Once the apparatus is in position, the unit can be easily secured by locking the frame mounted wheels. In an embodiment, the apparatus uses four wheels, two of which are lockable caster wheels similar to those found on stretchers, positioned at the rear of the support base. Two additional casters are affixed to the lower portion of the support legs at their outermost or distal end.
With the support legs in an extended and divergent position, an operator can maneuver a stretcher supporter attached to the lifting arm over a patient's location, wherein a set of hooks on the stretcher supporter may be available for attaching to a stretcher. The stretcher may be placed beneath the patient so as to facilitate support during transfer. The column is further able to rotate about its axis on the order of about +/−30 degrees from a starting position, e.g. perpendicular to the rear edge of the support base, in either a clockwise or counterclockwise direction. Angular rotation of the column is performed by use of an electric motor coupled to a linear actuator.

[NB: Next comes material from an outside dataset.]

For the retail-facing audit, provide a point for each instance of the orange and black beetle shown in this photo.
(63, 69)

An operator of the lifting device controls operation by sending control signals to the controller that, in turn, forwards control signals to actuators to generate the movement of the lifting device in accordance with the control signal. However, the methodology used to provide the control signal from the operator, such as a hand-held control pad, having thereon a plurality of control buttons, such as extend, lift, right, left, up, down, and the like, may be, intentionally or unintentionally, misused by the operator. In such an instance, the lifting device may not operate properly or safely. For example, if a safe footprint of the lifting device is not set before attempting a lift and transfer of the patient, such as by a failure to extend the base, or a failure to sufficiently open the legs, the base may allow for tipping over of the lifting device, thereby possibly harming the patient or the operator. When the legs are completely open angularly, and when the legs are completely extended linearly, a safe footprint is set, thereby allowing for lift and transfer with no tipping.
Recommendations to the operator, such as in the form of extensive in-service training emphasizing proper setup, and/or instructions included with signage placed on the lifting device, can assist in insuring proper setup of the lifting device. However, such training or informational methodologies nonetheless allow for human error. Thus, an automated device and method is needed to completely insure proper setup of the lifting device.